Almost as soon as the initial trauma was over, the Australian political class repressed its memories of the Global Financial Crisis.
It has been four and a half years since the Rudd government announced its flagship $42 billion Nation Building and Jobs Plan, in February 2009.
This was a big deal at the time. Kevin Rudd declared neoliberalism over. Keynesian stimulus spending was back.
But within 18 months, the two men that had fought the political contest over this extraordinary stimulus package, Kevin Rudd and Malcolm Turnbull, had been dumped by their respective parties.
Others followed. Lindsay Tanner, easily the most economically credible leader in the Labor government, left politics. Another key figure, Treasury secretary Ken Henry, retired the following March.
The survivors of Labor’s kitchen cabinet, Wayne Swan and Julia Gillard, stopped talking about the crisis. They made a few vague and defensive claims about having saved the country, but the Rudd years were apparently too painful to go into detail. Tony Abbott did not ask them to elaborate.
So little is remembered about the Australian response to the GFC other than a couple of iconic phrases. Pink Batts. School halls. Labor debt.
Flicking through the best book published on the episode – Shitstorm, by Lenore Taylor and David Uren – is like entering a lost world. Who now recalls the panicked ban on short selling, imposed just a few days after the collapse of Lehman Brothers? Or the sudden prominence of a usually obscure regulator, the Australian Prudential Regulatory Authority? Or Australia’s attempt to make the G20 the centre of international economic diplomacy?
The return of Kevin Rudd is the return of the spectre of the Global Financial Crisis.
In his first press conference on Friday, Rudd recounted the moment in September 2008 when it looked as if the American Insurance Group was about to collapse. He called George Bush to lobby for the firm to be bailed out.
It was conspicuous anecdote, and a deliberate one.
Then Rudd challenged Abbott to a debate on debt and deficits. That is, the debt and deficits incurred because of his government’s massive stimulus spend nearly five years ago.
His new team has suggested the election is likely to be delayed until after the G20 meeting Russia in early September. Not only is this very same G20 that Rudd extolled in 2008, but he cheekily asked Abbott to accompany him to Saint Petersburg.
On Thursday in Parliament, Pink Batts and school halls were the Coalition’s first lines of attack against the reinstalled prime minister. They were used as they have been over the last few years: placeholders for the ideas of waste and incompetence. But Pink Batts may not be as compelling in Saint Petersburg as they have been on Sunrise.
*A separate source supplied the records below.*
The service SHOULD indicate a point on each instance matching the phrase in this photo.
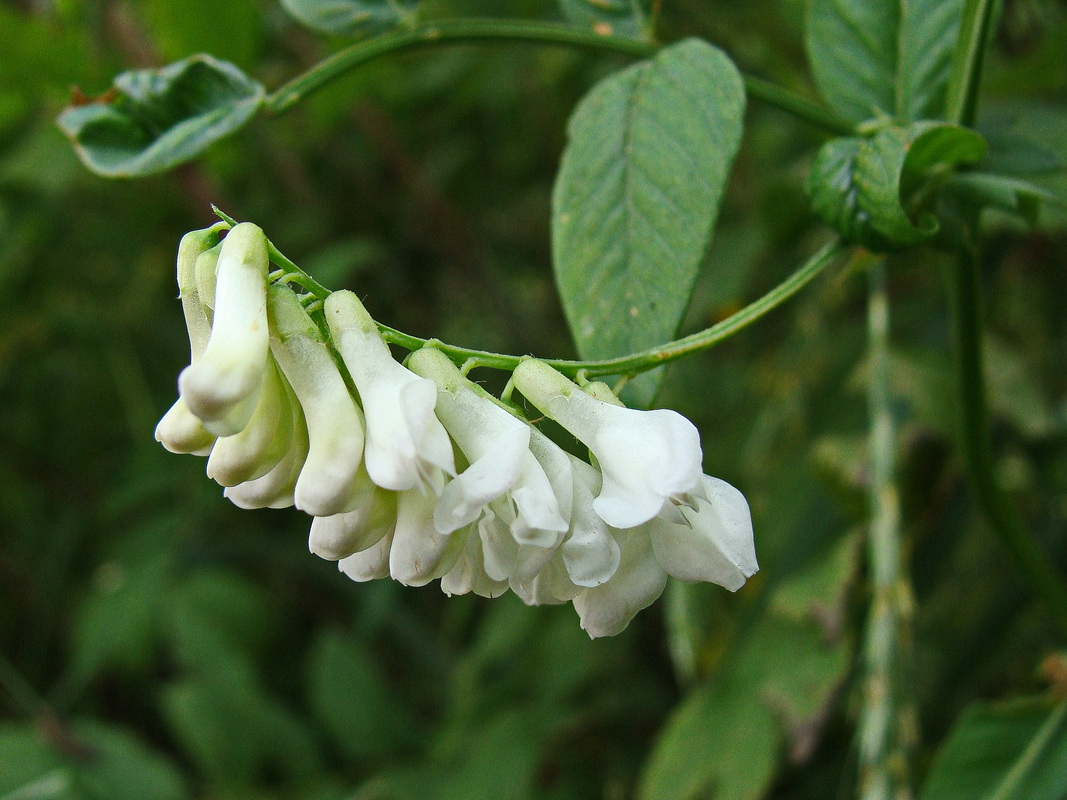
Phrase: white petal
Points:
(275, 489)
(468, 572)
(369, 564)
(405, 442)
(646, 457)
(717, 546)
(488, 478)
(263, 444)
(419, 553)
(590, 553)
(607, 609)
(337, 537)
(180, 431)
(222, 385)
(327, 483)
During the Gillard years, conservatives and free marketeers were lulled into a belief they won the debate over Keynesian stimulus. The insulation program was a small part of the total package, but, since it was implicated in the deaths of four people, has come to define it. And Swan’s inability to get the budget out of deficit has been a massive political liability.
Yet two facts remain. First, the government said it was spending a lot of money to stop the economy going into recession. Second, the economy didn’t go into recession.
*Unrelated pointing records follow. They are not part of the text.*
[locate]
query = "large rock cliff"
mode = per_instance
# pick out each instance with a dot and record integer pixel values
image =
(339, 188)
Whether one led to the other is moot. Most people believe they did.
In late 2011 an Essential Poll asked who should lead Australia if there was another global financial crisis. Kevin Rudd topped the list at 24 per cent.
Another poll suggested half of respondents believed the way to protect jobs in a crisis was increased government spending. (Nearly a third said they didn’t know. This is definitely the most honest answer.)
For all their complaints of waste and incompetence, the Coalition never seriously challenged the wisdom of activist fiscal policy.
Malcolm Turnbull supported the initial stimulus packages. He only baulked at how much was eventually spent.
And last week, shadow treasurer Joe Hockey said he would take “well-considered government action” in an economic downturn if monetary policy and automatic fiscal stabilisers were ineffective. But he wouldn’t be “sending $900 cheques to dead people” or buying “overpriced school halls”.
It’s a standard opposition ploy. You agree with a substance of a government policy but claim only your team can implement it competently. Garbage, sure, but effective politics.
The ploy worked fine. By the end of 2009 the Kevin Rudd caravan had moved onto Copenhagen and Malcolm Turnbull had been ousted.
The rest of the world has been engaged in a grand debate about Keynesian stimulus, deficit spending, and monetary policy. Australia has not had this debate. The Coalition has not had this debate.
Thanks to our China-led resilience and the purge of our political leadership, Australia has largely forgotten about the whole financial meltdown and economic panic.
Kevin Rudd wants to bring the crisis up again. It’s not clear the Opposition is ready.